What. In this question, actions, responses as well as the feeling of the health care service user are answered. The patient got admitted to the hospital due to critical hypotension as well as dehydration with frequent Morse fall risk score of 60. I along with my employees were working to prevent further morose fall of the patient due to dizziness resulting from hypertension. I felt empathy for Mr Rashid, the patient since he has no one to care for him. The reason behind that is he resides alone with his wife.
So what. In this question, the learning experiences and the new knowledge acquired has been discussed. I understood the need of providing more knowledge to the patient about his disease that is hypertension as well as diabetes along with the importance of his medication and its side effects. Teaching the actions which should be taken by the patient immediately.
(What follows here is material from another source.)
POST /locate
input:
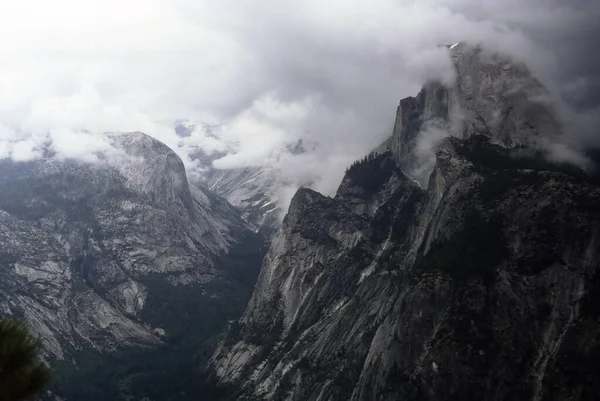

In case he feels any type of symptoms were also necessary. Moreover, it was highly crucial to ensure that the patient does not suffer from any further fall both in the hospital and in his home after getting discharged.
Now, What. In this portion things that needs improvement is discussed. Firstly, it would have been better if I could provide the patient with a home nurse who can ensure complete care to the patient and thus further complications can be prevented. This is crucial since Mr Rashid is an elderly patient, he can forget the instructions and information provided to him.
The recommendations to ensure enhancement in the quality of treatment of patients is as follows. Firstly, the patients who suffer from the high risk of Morse fall needs to be educated about the causes of Morse fall. According to studies, this education will not only enhance the self-efficiency of the patients but will also reduce the fear of fall from their mind (Prevention of falls and fall injuries in the older adult, 2011). Secondly, education about Morse fall should also be provided to the nursing students as well to the nursing staffs. Along with that, the healthcare home should effectively manage polypharmacy by implementing processes. The management of the hospital should review the medication daily. Reviewing medication regularly will help the management to assess the response of the patient to medication and the relation of those responses to fall. It will not only improve the outcomes of the patients but it will also result in a reduction of the financial burden of the patients (Fonad et al., 2010).
From the above discussion, it can be concluded that Morse fall has become a global concern. Several elderly patients are facing the same issue that has been faced by Mr Rashid. Side effects of medication can be considered as a serious issue that imposes a negative impact on the elderly patient majorly. Finally, it can be said that with the help of clinical reasoning and effective critical thinking, issues like hypertension and Morse fall can be highly diminished.